In both cases the students doubt the value of the tutor's effort, perhaps because they see it as a bureaucratic hindrance to the unfolding of their argument: whether the theorem has been proved in the course or not, it can actually be proved and that makes their proof for CD7.2 valid. The tutor realises the undermining power of the students' thoughts and presents them with a less questionable proof, disentangled from matters of principle and from conventions.

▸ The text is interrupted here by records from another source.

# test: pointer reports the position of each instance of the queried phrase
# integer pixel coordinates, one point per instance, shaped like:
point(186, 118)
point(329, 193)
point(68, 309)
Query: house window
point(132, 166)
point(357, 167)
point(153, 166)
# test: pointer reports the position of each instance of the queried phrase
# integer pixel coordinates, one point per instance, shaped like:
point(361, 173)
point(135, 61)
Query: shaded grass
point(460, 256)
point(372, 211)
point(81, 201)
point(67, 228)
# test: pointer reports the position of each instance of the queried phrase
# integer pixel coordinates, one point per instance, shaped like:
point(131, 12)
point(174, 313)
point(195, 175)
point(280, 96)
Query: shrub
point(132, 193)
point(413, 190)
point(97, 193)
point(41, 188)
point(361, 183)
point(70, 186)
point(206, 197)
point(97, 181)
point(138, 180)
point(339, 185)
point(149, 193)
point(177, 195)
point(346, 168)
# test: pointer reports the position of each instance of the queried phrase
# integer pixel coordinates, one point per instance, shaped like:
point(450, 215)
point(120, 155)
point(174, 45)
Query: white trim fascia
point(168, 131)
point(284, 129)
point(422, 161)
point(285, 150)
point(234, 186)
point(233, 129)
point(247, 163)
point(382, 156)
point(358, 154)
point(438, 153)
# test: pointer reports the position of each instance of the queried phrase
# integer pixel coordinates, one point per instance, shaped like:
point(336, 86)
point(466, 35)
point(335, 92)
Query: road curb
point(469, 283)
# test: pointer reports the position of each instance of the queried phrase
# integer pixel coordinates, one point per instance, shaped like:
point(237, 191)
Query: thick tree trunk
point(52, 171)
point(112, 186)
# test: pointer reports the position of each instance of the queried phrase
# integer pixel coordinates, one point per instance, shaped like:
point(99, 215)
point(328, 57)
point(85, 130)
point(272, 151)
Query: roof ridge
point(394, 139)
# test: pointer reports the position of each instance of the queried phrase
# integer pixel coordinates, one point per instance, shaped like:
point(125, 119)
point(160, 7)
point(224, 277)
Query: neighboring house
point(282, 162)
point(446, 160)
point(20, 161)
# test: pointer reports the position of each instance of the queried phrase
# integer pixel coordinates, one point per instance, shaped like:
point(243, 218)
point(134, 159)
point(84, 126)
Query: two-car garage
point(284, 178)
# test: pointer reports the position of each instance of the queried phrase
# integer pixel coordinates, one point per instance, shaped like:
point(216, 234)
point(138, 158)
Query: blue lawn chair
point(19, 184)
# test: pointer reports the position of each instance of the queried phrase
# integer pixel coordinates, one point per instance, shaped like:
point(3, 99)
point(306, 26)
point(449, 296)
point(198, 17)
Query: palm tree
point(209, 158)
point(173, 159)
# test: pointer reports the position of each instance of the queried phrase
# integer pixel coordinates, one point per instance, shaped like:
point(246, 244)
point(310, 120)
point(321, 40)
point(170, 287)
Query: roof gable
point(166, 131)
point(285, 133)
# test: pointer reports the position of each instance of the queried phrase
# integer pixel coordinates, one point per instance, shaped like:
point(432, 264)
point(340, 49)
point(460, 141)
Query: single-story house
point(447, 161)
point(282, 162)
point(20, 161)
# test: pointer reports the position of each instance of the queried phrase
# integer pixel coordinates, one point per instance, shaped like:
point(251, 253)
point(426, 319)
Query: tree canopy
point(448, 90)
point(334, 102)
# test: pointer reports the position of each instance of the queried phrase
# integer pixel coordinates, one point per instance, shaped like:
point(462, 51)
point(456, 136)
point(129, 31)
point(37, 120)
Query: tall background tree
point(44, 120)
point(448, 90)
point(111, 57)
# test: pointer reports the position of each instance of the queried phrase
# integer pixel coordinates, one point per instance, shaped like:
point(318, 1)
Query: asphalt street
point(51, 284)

Conclusion: In the above, evidence was given of the tension between novice and expert practices. In particular:
• the expert appeared capable of distinguishing between different approaches to a proof relevant to the notion of derivative and of expressing a preference for a proof via first principles (via using the binomial theorem), as opposed to a proof by mathematical induction, on historicoepistemological grounds.
• the novices appeared alerted to the dangers of not clarifying the foundations of their proofs but in practice they turned out to be confused and weak in doing so. Especially one student expressed concern with 'assuming limits'.
• the novices generalised the finite case of lim(a+b+c)=lima+limb+limc into limS=Slim which is actually a double limit, thus disregarding unconsciously the conditions for the exchange of limits.
• the novices acted with suspicion and hesitation towards the tutor's request to consider the limited validity of the theorem via a counterexample:
- one of the students objected to considering the cases where the theorem does not hold since it holds in the particular case of the Episode (CD7.2)
- the other student negotiated his right to use elliptic arguments (a common professional practice).
• the expert appears capable of distinguishing between expected practices in different domains: for instance, in applied mathematics, retrospective use of unproved results is allowed as opposed to foundational courses where it is not.
The conflict can be seen as an enculturation process during which the novices learn about certain conditions of the didactical and epistemological contract in common mathematical activity: in the interaction it is revealed that they have been unconsciously assuming the validity of exchanging double limits, using thus a theorem which is yet unproved in the course. What the novices seem to be learning here is that they need to exercise control over their mathematical reasoning in order to avoid subconscious and unjustified decisions and that this skill to control is a characteristic of appropriate mathematical behaviour.